Elle s’empare des mots de sa compatriote María Negroni, traduits par Laurent Berger dans cette version française du Cœur du mal, créée en espagnol à Madrid en septembre 2023. Il y est question d’un lien viscéral, conflictuel et dévorant entre une mère phagocytante et une fille rebelle.

Installée derrière un cadre doré digne d’un tableau de maître, la comédienne déroule la vie de l’autrice, de la naissance à la mort de sa mère. Par fragments, poèmes, citations littéraires, bribes d’intimité, se dessine le portrait de deux femmes que tout oppose dans l’Argentine post-péroniste. Au-delà des anicroches et des anecdotes, le récit oscille entre amour et haine, sentiments indissociables pour María Negroni. La douleur, le besoin de plaire, le rejet, s’enlacent. Ces tensions fondent une identité, forgée à vif.

Fragile et bouleversante, cette première angevine émeut autant par ce qu’elle dit que par ce qu’elle tait. Marilú Marini donne chair à cette ode à la mère, autant aimée que détestée, jusqu’au tremblement, jusqu’au sanglot.

Il s'en va de Philippe Minyana, mise en scène de Marcial Di Fonzo  Bo  Pascal Gély
Il s’en va de Philippe Minyana, mise en scène de Marcial Di Fonzo Bo © Pascal Gély

Après cette mise en bouche intense, place au cabaret tragique, où larmes et rires s’entremêlent dans cette confession intime teintée de burlesque flamboyant. Dans ce second opus de Portrait de RaoulRaoul Fernandez revient, toujours aussi insaisissable, plus vaporeux, plus habité, moins linéaire, mais tout aussi magnétique.

Allongé sur une table, costume noir à paillettes, couronne de fleurs blanches au-dessus de lui, il gît. Mort. Ou presque. Le recueillement est de mise… jusqu’à la première saillie. Il n’est pas Sarah Bernhardt, cette folle furieuse qui dormait dans son cercueil, dit-il. Il est Raoul, ou plutôt ce Raoul aux mille visages et vies, que Philippe Minyana croque avec tendresse et malice.

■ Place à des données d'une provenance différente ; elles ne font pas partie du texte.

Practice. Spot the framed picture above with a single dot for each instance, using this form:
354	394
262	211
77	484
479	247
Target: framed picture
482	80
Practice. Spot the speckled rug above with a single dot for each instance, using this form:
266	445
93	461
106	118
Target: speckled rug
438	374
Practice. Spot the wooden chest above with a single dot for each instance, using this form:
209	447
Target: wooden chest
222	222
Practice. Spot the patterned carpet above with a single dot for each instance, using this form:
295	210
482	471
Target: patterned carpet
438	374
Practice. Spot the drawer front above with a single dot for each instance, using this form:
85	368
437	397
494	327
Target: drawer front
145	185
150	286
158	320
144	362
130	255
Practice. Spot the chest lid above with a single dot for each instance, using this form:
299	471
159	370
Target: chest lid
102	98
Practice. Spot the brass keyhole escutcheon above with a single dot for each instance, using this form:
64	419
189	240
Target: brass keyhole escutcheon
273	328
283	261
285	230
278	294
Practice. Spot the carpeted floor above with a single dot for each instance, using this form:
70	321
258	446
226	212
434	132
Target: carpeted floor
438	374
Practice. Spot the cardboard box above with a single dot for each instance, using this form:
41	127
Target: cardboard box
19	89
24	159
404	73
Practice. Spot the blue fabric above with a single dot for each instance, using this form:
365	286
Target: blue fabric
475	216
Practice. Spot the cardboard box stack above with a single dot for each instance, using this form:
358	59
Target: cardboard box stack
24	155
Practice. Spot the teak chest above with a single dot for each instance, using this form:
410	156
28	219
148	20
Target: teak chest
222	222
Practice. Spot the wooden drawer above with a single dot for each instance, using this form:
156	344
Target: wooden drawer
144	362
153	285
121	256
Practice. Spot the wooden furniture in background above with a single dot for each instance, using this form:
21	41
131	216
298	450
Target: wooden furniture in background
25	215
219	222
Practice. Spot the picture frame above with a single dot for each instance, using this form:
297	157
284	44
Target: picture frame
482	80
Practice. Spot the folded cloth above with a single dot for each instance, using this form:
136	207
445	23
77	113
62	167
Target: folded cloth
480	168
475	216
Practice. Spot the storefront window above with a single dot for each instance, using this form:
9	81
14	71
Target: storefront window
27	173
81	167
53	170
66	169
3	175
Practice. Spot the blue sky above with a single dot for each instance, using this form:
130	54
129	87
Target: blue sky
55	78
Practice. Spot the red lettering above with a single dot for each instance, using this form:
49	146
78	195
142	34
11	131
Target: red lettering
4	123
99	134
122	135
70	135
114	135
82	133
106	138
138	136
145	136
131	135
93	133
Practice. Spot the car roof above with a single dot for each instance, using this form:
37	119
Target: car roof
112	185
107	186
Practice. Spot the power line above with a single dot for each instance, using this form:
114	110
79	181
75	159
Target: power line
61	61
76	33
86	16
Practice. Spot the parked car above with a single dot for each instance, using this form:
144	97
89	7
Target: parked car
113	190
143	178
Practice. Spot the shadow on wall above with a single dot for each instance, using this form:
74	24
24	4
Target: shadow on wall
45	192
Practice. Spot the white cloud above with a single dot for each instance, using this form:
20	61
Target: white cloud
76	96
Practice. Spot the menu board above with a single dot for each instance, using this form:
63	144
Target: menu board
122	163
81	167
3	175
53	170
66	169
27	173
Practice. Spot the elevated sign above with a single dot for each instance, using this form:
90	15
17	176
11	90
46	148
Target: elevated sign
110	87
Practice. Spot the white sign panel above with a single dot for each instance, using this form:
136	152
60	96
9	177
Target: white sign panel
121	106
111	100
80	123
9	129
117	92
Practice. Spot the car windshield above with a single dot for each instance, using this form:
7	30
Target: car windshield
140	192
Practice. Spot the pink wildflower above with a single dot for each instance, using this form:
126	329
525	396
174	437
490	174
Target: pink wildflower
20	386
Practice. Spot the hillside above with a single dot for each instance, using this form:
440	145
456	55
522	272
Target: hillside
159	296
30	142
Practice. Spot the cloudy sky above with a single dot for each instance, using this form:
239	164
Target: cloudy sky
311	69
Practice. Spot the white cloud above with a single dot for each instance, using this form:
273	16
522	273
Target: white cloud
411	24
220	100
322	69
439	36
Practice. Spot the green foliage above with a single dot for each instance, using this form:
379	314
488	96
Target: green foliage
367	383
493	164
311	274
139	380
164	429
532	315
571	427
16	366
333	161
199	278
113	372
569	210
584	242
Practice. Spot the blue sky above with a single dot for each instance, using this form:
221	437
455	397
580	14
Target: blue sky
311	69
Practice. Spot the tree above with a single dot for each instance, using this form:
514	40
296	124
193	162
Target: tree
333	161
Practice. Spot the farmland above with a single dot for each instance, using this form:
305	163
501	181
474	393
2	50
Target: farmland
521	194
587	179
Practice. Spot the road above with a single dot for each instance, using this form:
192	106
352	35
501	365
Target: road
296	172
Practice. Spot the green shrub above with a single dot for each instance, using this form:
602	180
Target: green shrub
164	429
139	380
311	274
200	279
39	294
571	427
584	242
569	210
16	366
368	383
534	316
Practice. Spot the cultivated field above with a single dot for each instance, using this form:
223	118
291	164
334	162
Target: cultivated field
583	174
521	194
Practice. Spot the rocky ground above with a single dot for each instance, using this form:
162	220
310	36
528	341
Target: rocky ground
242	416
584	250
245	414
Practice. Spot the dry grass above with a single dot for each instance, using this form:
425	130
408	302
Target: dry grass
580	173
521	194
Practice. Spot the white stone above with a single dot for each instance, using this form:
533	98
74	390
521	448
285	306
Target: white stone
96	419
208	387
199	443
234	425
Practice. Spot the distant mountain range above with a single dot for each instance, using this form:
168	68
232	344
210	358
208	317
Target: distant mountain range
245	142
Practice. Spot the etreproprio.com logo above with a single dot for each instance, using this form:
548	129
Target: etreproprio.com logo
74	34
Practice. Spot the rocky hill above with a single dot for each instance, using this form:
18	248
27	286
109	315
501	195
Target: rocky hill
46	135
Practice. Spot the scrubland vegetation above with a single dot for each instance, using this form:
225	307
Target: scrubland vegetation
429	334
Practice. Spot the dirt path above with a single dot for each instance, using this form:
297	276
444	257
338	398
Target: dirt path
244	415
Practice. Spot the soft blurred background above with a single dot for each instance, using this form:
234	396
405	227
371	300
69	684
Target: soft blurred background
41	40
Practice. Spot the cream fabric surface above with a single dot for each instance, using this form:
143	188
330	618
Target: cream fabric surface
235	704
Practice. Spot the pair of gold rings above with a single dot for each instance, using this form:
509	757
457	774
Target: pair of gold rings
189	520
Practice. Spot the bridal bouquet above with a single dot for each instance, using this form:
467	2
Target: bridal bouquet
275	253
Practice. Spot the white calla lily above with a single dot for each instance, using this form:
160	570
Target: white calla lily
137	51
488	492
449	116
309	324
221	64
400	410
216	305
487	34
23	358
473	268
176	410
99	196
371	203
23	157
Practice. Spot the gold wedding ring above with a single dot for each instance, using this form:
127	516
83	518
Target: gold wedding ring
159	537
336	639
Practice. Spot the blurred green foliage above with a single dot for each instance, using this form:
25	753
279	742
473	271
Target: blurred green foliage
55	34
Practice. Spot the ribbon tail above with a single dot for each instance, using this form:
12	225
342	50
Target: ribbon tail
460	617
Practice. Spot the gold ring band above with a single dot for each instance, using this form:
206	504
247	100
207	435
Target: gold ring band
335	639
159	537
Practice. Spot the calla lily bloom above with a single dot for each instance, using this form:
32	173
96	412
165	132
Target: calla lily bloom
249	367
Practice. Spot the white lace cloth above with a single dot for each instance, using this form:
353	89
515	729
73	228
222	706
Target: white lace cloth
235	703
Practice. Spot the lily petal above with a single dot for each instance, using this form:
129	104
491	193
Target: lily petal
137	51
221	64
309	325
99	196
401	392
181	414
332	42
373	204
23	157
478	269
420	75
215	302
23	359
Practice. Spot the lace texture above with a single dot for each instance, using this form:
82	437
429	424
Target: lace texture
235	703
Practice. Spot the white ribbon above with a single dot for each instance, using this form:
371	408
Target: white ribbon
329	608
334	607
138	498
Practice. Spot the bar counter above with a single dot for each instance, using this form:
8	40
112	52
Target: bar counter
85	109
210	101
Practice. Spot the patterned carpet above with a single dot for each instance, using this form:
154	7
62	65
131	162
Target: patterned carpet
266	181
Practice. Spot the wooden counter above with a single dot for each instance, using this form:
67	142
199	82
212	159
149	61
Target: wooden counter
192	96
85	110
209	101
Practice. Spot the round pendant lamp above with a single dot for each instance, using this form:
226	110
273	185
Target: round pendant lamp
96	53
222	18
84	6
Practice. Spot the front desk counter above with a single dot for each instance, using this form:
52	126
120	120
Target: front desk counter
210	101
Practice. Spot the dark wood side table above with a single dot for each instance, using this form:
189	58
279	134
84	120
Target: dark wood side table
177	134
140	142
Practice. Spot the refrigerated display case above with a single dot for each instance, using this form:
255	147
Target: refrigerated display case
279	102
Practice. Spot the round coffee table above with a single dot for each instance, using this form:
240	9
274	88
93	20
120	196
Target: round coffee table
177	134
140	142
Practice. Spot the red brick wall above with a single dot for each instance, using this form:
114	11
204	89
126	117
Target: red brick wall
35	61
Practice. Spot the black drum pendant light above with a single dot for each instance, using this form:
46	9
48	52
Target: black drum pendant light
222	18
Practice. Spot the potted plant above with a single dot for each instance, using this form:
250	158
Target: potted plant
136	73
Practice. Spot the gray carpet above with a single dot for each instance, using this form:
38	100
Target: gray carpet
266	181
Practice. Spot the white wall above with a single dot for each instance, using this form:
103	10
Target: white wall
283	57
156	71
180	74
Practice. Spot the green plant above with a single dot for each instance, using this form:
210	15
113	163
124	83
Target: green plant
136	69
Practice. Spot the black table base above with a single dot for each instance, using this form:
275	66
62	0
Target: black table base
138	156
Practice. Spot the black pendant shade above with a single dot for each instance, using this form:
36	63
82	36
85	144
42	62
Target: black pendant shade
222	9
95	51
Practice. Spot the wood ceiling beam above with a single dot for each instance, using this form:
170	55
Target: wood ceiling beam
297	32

Enfant frêle, habillé en fillette par sa mère avec laquelle il passe des heures à coudre dans une salle sombre pendant que la guerre ravage le Salvador, garçon fasciné par le pénis d’Antonio, réputé le plus beau d’El Tránsito, comédien qui, pour un rôle, se fait poser des seins… puis les retire dix ans plus tard pour faire les costumes d’un opéra sur saint François d’Assise.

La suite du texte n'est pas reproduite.